One of Suetonius’ favorite themes at the end of Nero is that the emperor was abandoned and universally hated (e.g., 40, 47-49). Wallace-Hadrill has rightly identified the emphasis on unanimous opinion, positive or negative, as a favored rhetorical technique of the author (1995, 113-115), and Sansone has seen the influence of Plato’s “Myth of Er” in Suetonius’ narration of Nero’s demise (1993). Building on their work, I emphasize internal similarities between Nero’s death (47-50) and Domitian’s (14-17), another tyrant guilty of similar vices: clear portents are followed by the principes dying unanimously hated, fearful and abandoned, left to be buried in the family tomb by a loyal nurse. Suetonius arguably shaped these accounts to create parallelism in the ends of the Julio-Claudian and Flavian lines.
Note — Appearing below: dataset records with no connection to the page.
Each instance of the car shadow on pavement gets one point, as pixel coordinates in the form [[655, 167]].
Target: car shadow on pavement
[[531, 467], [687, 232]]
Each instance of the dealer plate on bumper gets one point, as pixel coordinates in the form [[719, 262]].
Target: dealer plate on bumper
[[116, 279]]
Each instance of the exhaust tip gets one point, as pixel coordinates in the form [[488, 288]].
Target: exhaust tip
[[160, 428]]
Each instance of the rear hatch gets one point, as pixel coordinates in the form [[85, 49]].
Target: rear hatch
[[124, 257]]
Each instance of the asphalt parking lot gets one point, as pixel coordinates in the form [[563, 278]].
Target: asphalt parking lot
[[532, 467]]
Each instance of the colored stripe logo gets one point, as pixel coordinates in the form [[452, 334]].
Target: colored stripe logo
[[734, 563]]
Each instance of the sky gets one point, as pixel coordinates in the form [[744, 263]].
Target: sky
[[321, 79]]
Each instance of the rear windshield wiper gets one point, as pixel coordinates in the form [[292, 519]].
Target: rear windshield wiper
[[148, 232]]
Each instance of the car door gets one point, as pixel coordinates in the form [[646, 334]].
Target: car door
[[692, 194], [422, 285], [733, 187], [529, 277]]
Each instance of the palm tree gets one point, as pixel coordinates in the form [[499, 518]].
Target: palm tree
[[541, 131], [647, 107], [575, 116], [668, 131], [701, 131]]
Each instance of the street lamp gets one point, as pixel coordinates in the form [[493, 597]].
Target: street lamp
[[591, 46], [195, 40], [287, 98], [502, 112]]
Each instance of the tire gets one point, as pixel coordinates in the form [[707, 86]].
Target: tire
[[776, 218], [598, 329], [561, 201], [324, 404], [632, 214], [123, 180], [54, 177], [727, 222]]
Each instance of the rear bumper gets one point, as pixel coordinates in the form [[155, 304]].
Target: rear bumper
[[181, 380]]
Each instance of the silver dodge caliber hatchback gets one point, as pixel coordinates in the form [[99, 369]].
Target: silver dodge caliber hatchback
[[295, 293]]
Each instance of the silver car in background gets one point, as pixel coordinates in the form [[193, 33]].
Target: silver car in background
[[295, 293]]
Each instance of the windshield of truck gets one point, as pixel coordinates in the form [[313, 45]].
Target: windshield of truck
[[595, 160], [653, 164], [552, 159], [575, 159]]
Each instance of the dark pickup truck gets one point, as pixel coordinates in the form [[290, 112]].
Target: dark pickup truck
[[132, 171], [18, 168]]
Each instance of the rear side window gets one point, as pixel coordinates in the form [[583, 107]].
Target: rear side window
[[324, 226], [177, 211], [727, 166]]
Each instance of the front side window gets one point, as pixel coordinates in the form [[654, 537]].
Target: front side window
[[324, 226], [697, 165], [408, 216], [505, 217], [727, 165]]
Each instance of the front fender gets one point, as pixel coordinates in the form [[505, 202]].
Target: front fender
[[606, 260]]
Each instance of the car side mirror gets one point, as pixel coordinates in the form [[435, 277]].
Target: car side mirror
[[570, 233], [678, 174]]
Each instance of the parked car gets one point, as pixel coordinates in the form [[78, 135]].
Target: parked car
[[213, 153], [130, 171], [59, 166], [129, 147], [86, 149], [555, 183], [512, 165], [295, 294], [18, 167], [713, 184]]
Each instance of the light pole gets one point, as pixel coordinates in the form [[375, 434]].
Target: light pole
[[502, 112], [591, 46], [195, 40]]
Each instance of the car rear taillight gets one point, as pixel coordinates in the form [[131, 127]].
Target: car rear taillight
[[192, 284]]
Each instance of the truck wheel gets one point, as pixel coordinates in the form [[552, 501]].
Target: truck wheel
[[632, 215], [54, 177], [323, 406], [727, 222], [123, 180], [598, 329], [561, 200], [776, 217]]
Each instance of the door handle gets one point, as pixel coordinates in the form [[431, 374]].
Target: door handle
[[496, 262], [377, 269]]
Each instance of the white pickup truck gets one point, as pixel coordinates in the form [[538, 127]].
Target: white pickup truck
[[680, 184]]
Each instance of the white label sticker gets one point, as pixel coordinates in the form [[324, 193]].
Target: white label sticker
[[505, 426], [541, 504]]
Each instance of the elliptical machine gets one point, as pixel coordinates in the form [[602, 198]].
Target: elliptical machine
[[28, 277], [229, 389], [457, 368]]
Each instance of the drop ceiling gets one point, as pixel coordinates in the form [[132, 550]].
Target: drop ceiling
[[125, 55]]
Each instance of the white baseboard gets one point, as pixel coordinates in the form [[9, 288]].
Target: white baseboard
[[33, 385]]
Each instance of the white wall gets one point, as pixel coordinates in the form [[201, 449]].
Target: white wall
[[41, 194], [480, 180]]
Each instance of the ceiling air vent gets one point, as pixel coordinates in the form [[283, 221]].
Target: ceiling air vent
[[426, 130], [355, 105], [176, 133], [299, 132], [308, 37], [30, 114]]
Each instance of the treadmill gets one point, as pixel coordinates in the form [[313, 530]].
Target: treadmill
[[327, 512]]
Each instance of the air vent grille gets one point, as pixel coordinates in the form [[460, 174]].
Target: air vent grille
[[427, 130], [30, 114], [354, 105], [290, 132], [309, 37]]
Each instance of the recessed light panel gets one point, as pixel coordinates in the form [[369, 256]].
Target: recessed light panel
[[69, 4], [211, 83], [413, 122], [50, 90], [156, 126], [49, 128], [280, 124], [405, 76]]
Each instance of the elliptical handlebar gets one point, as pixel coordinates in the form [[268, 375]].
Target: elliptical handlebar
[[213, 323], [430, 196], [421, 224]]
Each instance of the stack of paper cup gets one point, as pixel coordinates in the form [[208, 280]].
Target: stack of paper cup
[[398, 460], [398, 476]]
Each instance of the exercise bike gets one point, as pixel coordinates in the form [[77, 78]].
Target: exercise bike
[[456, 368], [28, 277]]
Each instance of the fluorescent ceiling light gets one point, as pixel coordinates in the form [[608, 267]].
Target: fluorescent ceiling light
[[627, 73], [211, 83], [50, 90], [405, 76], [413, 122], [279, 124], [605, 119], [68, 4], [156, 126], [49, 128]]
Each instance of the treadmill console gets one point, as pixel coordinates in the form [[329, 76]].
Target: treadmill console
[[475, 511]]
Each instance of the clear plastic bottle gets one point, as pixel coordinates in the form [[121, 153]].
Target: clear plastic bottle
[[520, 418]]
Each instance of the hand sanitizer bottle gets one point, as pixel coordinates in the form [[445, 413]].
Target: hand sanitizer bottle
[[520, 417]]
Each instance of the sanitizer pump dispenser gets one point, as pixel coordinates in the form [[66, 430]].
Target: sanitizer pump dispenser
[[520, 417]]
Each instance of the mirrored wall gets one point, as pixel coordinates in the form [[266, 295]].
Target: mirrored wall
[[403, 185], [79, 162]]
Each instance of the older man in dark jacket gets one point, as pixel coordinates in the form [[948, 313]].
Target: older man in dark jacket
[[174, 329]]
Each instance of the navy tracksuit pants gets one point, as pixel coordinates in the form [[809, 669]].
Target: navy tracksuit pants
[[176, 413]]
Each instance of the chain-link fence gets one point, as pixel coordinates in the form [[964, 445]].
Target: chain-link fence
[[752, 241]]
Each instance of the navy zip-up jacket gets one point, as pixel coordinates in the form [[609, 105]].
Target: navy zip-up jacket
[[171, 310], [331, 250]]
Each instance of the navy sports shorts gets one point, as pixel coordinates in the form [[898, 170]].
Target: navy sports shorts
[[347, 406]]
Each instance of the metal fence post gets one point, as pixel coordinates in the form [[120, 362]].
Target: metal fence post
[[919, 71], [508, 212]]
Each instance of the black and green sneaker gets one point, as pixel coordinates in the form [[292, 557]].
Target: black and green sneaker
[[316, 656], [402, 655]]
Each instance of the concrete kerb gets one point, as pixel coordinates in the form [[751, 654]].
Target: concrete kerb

My findings are significant because historians often depend on Suetonius’ narrative of Nero’s death (e.g., Champlin 2003; Warmington 1969), given that Tacitus’ Annals breaks off in 66 CE, while his Histories begin with Galba; Dio’s History survives only in epitomes for Nero’s principate; and Nero is mentioned indirectly in Plutarch’s surviving Lives (e.g., Gal. 7; Otho 18). Given this literary styling (on which also Townend 1967; Baldwin 1983; Lounsbury 1991; Hägg 2012), however, it is problematic to take Nero 46- 50 as a straightforward historical account.
Although Suetonius emphasizes that Nero was hated and abandoned, the public rejoicing at his downfall (57), he obliquely admits that some (et tamen non defuerunt qui, 57) continued to decorate his tomb long after. We later learn that Otho (7) was hailed “Nero” by the plebs, adopted the cognomen Nero, restored Nero’s statues and reinstated some of his procurators and freedmen. Similarly, Vitellius (11) made public funeral offerings to Nero with state priests present, and applauded when a lyre-player performed Nero’s compositions. Such anecdotes undercut Suetonius’ earlier emphasis on the universal hatred of Nero; appealing to Nero’s memory clearly had a place in public discourse. Despite the inconsistency, Suetonius wished to use what he considered misguided devotion to Nero to disparage Otho’s and Vitellius’ priorities. As he says of Vitellius, his offerings to Nero left no doubt who his imperial model was (11). Character elucidation, then, overrides consistency and historicity.
Suetonius’ varying treatment of Nero and his memory illustrates how he shaped historical material to suit his literary needs. Nero’s rejection in Nero underscores his bad conduct, while the championing of him in Otho and Vitellius exemplifies their flawed leadership.